Snowpark Migration Accelerator: Praktische Übungen für die Migration¶
Bemerkung
This is also part of the Snowflake End-to-End Migration Quickstart available in the Snowflake quickstarts.
Moving the logic and data in a data warehouse is essential to getting an operational database on a new platform. But to take advantage of the new platform in a functional way, any pipelines running moving data in or out of that data platform need to be repointed or replatformed as well. This can often be challenging as there are usually a variety of pipelines being used. This HoL will focus on just one for which Snowflake can provide some acceleration. But note that new ETL and pipeline accelerators are constantly being developed.
Let’s talk about the pipeline and the notebook we are moving in this scenario. As a reminder, this a SQL Server database migration, but scoped to a Proof of Concept. A small data mart in SQL Server has been moved by AdventureWorks to Snowflake. There is a basic pipeline script and a reporting notebook that AdventureWorks has included as part of this POC. Here is a summary of each artifact:
The pipeline script is written in Python using Spark. This script is reading an accessible file generated by an older POS system in a local directory at regular intervals run by an orchestration tool. (Something like Airflow, but the orchestration is not part of the POC, so we’re not 100% sure what it is.)
Das Notebook ist ein Berichts-Notebook, das aus der vorhandenen SQL Server-Datenbank und entsprechenden Berichten über einige zusammenfassende Kennzahlen liest.
Keine dieser Aufgaben ist zu komplex, aber beide stellen nur die Spitze des Eisbergs dar. Es gibt Hunderte von weiteren Pipeline-Skripten und -Notebooks, die sich auf andere Data Marts beziehen. Dieses POC verschiebt einfach diese beiden.
Both of these use Spark and access the SQL Server database.
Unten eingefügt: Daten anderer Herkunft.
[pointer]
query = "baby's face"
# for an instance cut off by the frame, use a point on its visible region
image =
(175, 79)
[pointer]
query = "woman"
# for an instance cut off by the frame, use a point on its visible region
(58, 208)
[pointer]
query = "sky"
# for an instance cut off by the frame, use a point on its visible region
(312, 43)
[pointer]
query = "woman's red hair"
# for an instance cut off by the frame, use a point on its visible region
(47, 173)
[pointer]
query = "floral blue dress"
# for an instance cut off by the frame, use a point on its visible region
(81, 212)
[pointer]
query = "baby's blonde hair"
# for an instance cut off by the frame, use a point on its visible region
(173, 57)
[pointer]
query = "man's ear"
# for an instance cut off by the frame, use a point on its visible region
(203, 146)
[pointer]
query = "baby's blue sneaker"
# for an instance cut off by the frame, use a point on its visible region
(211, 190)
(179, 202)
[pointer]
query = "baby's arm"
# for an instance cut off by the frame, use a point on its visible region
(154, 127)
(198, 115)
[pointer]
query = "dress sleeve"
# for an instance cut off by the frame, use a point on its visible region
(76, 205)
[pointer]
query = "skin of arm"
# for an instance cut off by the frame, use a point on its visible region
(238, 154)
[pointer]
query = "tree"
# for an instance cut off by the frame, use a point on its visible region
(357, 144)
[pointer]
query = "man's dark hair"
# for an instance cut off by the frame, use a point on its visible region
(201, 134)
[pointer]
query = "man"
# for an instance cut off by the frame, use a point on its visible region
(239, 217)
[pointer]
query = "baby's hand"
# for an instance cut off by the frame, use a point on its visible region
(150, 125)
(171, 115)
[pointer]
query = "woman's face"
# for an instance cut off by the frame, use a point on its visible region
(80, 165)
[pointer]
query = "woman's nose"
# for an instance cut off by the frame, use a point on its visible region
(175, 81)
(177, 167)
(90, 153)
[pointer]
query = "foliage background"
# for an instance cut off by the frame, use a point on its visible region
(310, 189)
So our goal is essentially to move the operations in Spark into Snowpark. Let’s see how we would do this using the Snowpark Migration Accelerator (SMA). The SMA is a sister tool to SnowConvert and is built on the same foundation. We are going to walk through many steps (most of which will be similar to what we did with SnowConvert), but note that we are still essentially working through the same assessment -> conversion -> validation flow that we have already walked through.
Hinweise zu dieser Umgebung für praktische Übungen¶
This lab uses the Snowpark Migration Accelerator and the Snowflake VS Code Extension. But to make the most of this, you will need to run Python with a PySpark. The simplest way to start this would be to start an environment with the anaconda distribution. This will have most of the packages needed to run the code in this lab.
Sie müssen noch die folgenden Ressourcen zur Verfügung stellen:
Python-Bibliotheken
VS-Codeerweiterung
Andere
Ansonsten können Sie die praktischen Übungen immer noch mit einem Snowflake-Konto, dem SMA und der Snowflake VS-Codeerweiterung ausführen. Sie können nicht alles ausführen (insbesondere den Quellcode), aber Sie können alle konvertierten Elemente in Snowflake verwenden.
Beginnen wir nun damit, zu beurteilen, was wir haben.